FINDLAY, Ohio—Cooper Tire & Rubber Co. was courting at least one other interested suitor actively until June 11, the day its board of directors accepted Apollo Tyres Ltd.'s buyout offer of $35 a share, the company disclosed in a proxy statement released last week.
Cooper also disclosed in the proxy that Apollo's interest in merging with or buying Cooper dated back at least to mid-2011, and throughout the 10 months prior to accepting Apollo's offer, it approached and/or held discussions with as many as 10 possible other suitors to gauge their interest level.
The last, serious suitor other than Apollo, referred to in the proxy as "Party C," was considering an offer in March/April in the $33 to $35 per share range, Cooper said, but needed two to three more months time to complete due diligence.

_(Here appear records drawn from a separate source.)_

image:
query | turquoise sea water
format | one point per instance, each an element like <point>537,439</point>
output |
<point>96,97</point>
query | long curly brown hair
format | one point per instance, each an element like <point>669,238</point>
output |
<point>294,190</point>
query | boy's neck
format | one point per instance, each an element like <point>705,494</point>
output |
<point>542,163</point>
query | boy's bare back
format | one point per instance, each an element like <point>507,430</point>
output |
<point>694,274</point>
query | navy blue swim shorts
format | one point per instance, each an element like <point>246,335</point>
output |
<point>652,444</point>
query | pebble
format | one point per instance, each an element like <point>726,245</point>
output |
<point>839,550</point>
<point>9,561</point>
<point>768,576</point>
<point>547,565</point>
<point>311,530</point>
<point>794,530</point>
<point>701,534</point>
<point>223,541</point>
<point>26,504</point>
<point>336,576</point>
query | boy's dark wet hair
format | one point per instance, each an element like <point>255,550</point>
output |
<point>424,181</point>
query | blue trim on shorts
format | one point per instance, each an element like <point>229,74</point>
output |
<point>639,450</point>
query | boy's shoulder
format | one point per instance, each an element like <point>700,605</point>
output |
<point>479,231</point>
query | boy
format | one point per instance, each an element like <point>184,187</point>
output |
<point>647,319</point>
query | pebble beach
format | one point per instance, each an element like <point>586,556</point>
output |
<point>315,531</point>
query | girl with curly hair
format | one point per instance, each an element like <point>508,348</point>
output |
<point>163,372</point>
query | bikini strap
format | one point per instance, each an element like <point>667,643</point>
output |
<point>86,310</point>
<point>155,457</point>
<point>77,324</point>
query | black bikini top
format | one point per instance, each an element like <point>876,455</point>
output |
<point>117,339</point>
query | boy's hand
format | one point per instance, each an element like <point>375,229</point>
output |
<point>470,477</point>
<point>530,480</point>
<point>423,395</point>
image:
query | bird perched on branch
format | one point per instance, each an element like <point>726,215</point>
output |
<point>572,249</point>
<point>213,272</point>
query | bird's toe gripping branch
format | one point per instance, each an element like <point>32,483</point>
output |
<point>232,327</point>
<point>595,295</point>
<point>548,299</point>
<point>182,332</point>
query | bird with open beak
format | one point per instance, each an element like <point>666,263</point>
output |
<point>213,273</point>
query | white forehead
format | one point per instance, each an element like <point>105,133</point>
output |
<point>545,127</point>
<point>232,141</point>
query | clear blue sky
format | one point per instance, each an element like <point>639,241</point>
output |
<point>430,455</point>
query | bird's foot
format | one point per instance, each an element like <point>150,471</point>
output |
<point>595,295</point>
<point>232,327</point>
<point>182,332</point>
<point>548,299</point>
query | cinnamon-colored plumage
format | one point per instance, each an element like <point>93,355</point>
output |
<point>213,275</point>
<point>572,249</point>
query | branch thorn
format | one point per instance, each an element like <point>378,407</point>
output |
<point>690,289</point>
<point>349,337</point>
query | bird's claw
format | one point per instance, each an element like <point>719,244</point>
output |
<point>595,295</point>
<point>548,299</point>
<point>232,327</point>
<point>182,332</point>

Cooper described Party C as a consortium group comprising strategic and financial sponsors.
Even while closing in on the deal with Apollo, representatives of Cooper senior management and law firm Jones Day contacted Party C up until June 10 "…several times to encourage Party C to complete its due diligence as quickly as possible and to engage in substantive discussions regarding a potential transaction," the proxy states.
"Despite these efforts, Party C only engaged in limited due diligence activities and did not engage in substantive discussions," Cooper said.
The Findlay-based tire maker's board instead opted to accept Apollo's offer on June 11. Cooper and Apollo made the pending deal public on June 12.
Among the other possible suitors mentioned in the proxy, Cooper identified three as "tire makers."
Cooper also disclosed another suitor, "Party B"—referred to as a consortium of financial sponsors that had expressed a verbal offer in mid-March in the $34 to $36 per share range, But that offer was withdrawn in early April, Cooper said in its proxy.